Yolcu Dergisi 79. Yürüyüşü: Yoldan Çık!
Bu Sayıda
ömer idris akdin, mustafa uçurum, hamza çelenk, faik öcal, ali korkmaz, mustafa everdi, rıza kemal g., banu özbek, hikmet kızıl, y. bilal aydeniz, faik adıyaman, d. ali sazkaya, ümit evran, yiğit yüce, metin kondel, aziz savaş, selçuk küpçük, mustafa oral, bülent sönmez, selim nacar, nadir aşçı, davut güler, şahin eroğlu, mustafa yıldız, sümeyye gedizli, ismail aykanat, süleyman bozkurt.
ÖMER İDRİS AKDİN 'SEYİR DEFTERİ'NDE YAZDI:
"Dün asabiyetin zehirli tılsımıyla vurdular bizi, bu gün din adına bağlanır dillerimiz. İktidarlara amade din birbirimizi yok etmemiz gerektiğini telkin eder. Mezhep ve meşrepler adına bilenir savaş baltaları. Hangi kutsala sarılmışsak o kutsal üzerinden karılıyor oyun. Hançeremizde tekbir sesleri ile firavunların ehramlarına taş taşınır. Kafirin silahı ile kafasına sıkan mücrimlerden başkası kalmaz geriye. Vurdukça ve vuruldukça küresel efendilerin enseleri kalınlaşır, kahkahaları daha bir gür çıkar. Kutsal cihadınız mübarek olsun. Dininiz hakkı için birbirinizi kesin ve satılmış ruhlarınıza atılan bir parça kemik olsun cennet."

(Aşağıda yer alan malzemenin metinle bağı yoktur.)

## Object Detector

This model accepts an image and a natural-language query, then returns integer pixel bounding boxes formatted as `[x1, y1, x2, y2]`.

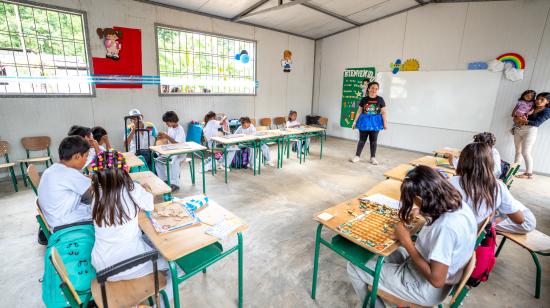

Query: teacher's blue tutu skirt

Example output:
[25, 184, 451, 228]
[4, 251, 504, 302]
[355, 113, 384, 131]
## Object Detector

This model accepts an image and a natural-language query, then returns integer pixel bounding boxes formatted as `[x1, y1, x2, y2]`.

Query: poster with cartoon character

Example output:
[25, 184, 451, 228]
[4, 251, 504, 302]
[96, 28, 122, 60]
[281, 49, 292, 73]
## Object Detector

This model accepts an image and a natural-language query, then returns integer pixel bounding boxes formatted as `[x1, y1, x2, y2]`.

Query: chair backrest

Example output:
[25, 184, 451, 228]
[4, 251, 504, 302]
[27, 164, 40, 189]
[260, 118, 271, 126]
[0, 140, 10, 155]
[449, 252, 476, 306]
[50, 247, 82, 305]
[21, 136, 52, 151]
[273, 117, 286, 127]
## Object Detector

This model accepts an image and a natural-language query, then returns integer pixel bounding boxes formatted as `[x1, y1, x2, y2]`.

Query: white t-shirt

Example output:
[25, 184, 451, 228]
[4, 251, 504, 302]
[92, 184, 154, 281]
[450, 176, 525, 224]
[235, 124, 256, 135]
[38, 163, 92, 228]
[202, 120, 222, 141]
[166, 124, 185, 143]
[491, 147, 502, 179]
[286, 120, 300, 127]
[415, 202, 477, 284]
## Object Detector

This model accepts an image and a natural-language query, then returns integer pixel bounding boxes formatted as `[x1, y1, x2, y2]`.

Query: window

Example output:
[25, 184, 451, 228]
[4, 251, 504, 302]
[0, 1, 92, 96]
[156, 26, 256, 95]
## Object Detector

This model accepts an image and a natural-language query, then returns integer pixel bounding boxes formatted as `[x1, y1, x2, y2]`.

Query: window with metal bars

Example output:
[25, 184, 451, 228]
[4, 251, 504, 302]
[156, 25, 256, 95]
[0, 1, 93, 96]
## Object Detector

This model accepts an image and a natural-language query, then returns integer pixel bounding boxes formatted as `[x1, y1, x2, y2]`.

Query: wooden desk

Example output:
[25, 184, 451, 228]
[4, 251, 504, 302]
[311, 180, 425, 308]
[433, 148, 461, 157]
[149, 141, 206, 193]
[122, 152, 145, 168]
[384, 164, 454, 182]
[139, 200, 248, 308]
[409, 156, 456, 175]
[130, 171, 172, 196]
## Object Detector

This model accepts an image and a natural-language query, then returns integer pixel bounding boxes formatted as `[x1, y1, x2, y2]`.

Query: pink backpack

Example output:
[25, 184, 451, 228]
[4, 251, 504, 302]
[467, 223, 497, 287]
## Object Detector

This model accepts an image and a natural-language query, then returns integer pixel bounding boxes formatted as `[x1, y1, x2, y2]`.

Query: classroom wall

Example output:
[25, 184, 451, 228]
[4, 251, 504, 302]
[313, 0, 550, 174]
[0, 0, 315, 171]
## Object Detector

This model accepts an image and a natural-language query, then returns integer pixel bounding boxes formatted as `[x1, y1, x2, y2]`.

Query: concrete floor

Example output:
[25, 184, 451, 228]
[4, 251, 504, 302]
[0, 138, 550, 308]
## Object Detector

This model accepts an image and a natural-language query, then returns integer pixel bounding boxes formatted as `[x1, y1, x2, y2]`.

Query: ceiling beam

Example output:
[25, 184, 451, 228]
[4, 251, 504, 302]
[233, 0, 310, 21]
[302, 2, 361, 26]
[231, 0, 269, 21]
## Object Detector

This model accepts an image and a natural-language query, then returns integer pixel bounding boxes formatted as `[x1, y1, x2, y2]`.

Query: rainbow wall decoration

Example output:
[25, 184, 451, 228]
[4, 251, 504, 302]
[497, 52, 525, 70]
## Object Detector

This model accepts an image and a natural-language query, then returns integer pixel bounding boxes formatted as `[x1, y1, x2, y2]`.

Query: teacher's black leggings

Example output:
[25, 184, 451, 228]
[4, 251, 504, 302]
[355, 130, 379, 157]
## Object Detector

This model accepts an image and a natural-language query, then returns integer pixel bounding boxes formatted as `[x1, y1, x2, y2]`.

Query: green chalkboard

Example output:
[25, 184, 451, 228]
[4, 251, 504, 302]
[340, 67, 376, 127]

MECMUANIN ORTA YERİ'NDE SELÇUK KÜPÇÜK GÜVEN ADIGÜZEL'İ KONUŞTURDU:
"İbn-i Arabi, 'Kuzey Afrika, Ortadoğu ve Anadolu'yu kapsayan uzun bir seyahati sonrasında şöyle bir cümle kurar, ya da daha doğru bir ifadeyle şöyle bir cümlenin içinden geçer; "Seyahatim kendimden başka bir yerde vuku bulmadı" Bunu duyduğum ilk anda ağzımdan şu söz çıkmıştı; 'içinden geçenleri' söylemiş işte pir. İçimizden geçiyoruz. Evet, sorularım var, kendi sorularımın peşinden gidiyorum. Bütün yaptığımız iç dünyamızda -dış dünyaya nazar ederek- bir cevelan çabasıdır belki de."

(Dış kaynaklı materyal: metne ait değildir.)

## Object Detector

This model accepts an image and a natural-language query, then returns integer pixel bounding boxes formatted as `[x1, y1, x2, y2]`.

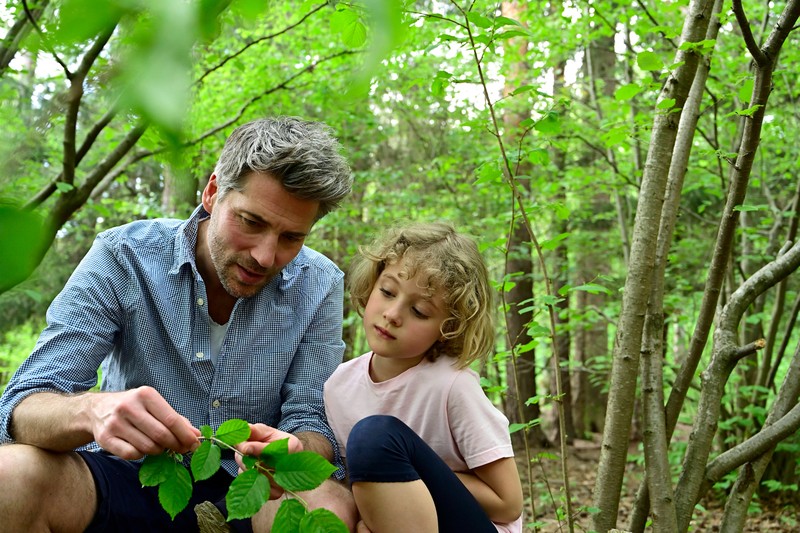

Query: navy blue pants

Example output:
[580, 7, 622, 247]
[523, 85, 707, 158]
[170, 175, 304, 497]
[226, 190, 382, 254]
[347, 415, 497, 533]
[78, 451, 252, 533]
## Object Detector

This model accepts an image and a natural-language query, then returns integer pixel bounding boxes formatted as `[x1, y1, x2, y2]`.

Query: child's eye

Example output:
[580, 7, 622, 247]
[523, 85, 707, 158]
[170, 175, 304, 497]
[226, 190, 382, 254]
[411, 307, 429, 318]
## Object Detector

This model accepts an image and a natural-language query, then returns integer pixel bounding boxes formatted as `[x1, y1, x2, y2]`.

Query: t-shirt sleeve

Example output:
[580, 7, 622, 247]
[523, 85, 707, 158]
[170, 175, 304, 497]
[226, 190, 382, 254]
[447, 371, 514, 469]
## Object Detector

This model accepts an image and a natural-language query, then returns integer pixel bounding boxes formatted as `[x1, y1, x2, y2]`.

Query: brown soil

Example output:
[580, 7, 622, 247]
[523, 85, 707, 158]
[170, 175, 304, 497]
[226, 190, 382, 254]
[517, 441, 800, 533]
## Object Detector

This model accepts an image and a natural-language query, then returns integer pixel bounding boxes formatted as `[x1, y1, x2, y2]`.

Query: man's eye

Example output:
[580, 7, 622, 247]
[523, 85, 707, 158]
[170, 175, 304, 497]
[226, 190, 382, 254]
[283, 235, 305, 242]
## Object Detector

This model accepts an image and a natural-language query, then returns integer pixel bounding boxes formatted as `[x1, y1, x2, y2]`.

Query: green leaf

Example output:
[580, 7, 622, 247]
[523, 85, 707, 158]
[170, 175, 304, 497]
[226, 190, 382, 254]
[636, 52, 664, 71]
[533, 111, 561, 135]
[273, 451, 336, 491]
[215, 418, 250, 446]
[494, 16, 524, 28]
[191, 440, 222, 481]
[540, 233, 570, 250]
[271, 499, 306, 533]
[508, 424, 528, 433]
[225, 470, 269, 520]
[331, 5, 367, 48]
[300, 509, 350, 533]
[54, 0, 125, 43]
[139, 453, 175, 487]
[0, 205, 49, 293]
[739, 78, 754, 103]
[242, 455, 258, 470]
[467, 11, 493, 28]
[656, 98, 675, 110]
[259, 439, 289, 468]
[726, 104, 764, 117]
[614, 83, 642, 102]
[570, 283, 611, 294]
[528, 148, 550, 165]
[158, 461, 192, 519]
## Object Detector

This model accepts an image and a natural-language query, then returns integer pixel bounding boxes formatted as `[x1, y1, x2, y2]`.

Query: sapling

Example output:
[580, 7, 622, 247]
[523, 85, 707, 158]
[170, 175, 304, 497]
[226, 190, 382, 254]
[139, 419, 348, 533]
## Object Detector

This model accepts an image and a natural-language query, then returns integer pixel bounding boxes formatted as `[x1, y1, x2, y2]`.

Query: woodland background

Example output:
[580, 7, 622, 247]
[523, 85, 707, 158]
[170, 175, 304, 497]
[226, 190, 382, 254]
[0, 0, 800, 532]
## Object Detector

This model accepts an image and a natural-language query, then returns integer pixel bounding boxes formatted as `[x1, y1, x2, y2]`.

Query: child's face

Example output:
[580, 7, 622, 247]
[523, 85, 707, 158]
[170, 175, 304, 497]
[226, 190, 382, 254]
[364, 263, 449, 359]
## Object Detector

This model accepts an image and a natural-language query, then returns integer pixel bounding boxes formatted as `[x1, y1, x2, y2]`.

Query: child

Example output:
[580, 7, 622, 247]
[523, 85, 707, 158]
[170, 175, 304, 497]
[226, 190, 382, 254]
[324, 223, 522, 533]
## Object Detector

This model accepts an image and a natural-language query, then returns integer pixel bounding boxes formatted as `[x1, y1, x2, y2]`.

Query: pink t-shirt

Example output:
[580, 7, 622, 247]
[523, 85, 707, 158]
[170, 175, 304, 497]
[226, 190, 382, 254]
[324, 352, 522, 533]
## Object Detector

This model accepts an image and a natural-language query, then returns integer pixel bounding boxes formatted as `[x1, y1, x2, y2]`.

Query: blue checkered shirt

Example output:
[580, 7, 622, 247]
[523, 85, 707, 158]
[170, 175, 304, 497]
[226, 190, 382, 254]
[0, 206, 344, 474]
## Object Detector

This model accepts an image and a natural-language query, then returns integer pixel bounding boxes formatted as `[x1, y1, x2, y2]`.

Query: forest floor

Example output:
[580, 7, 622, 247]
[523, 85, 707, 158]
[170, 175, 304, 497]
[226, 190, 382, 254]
[518, 440, 800, 533]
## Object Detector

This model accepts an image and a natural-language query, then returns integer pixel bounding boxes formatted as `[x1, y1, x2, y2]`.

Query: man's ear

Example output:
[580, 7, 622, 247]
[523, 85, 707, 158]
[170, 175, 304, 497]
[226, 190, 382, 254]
[201, 174, 218, 210]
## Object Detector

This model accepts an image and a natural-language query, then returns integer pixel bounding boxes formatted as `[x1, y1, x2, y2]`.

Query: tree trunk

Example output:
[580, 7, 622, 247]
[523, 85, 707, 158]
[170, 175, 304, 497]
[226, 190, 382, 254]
[593, 0, 713, 531]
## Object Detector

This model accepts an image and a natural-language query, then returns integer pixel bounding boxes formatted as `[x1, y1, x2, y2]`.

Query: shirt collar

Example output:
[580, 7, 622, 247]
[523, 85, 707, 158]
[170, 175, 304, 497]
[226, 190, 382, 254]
[170, 204, 211, 274]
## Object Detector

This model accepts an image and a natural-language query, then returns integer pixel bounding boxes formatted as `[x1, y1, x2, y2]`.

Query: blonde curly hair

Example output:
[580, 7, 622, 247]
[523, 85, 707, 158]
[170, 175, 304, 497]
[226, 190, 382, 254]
[348, 222, 494, 367]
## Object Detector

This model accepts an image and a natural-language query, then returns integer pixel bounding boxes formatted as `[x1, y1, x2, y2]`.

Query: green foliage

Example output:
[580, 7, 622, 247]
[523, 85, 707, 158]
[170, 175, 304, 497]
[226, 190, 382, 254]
[0, 203, 47, 293]
[139, 419, 340, 533]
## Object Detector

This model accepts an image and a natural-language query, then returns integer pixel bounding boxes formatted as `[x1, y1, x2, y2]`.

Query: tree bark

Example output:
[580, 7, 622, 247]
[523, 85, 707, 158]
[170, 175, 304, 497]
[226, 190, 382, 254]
[593, 0, 713, 531]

ALİ KORKMAZ "HALİ PÜR MALELİMİZE DEĞİNDİ:
"Okunan kitaplar İslami olmaktan ziyade İslami moda kapsamında yayınlanmaya başladı. Yükselen alimler, düşen alimler sınıflandırması yapılır oldu! Kıssacı ve hurafeci din adamları ile diğerleri karşı karşıya! Ümmetin derdine çözüm üretmek yok! Bin yıldır çözülemeyen konular hala revaçta… Din pazarlayıcı adamların önemli bir kısmı ya sermaye peşinde, ya da sermayenin emrinde!… Mustazaf pozisyonunda olanlar, bu Firavunların piramitlerine taş taşıyarak mutlu oluyorlar!"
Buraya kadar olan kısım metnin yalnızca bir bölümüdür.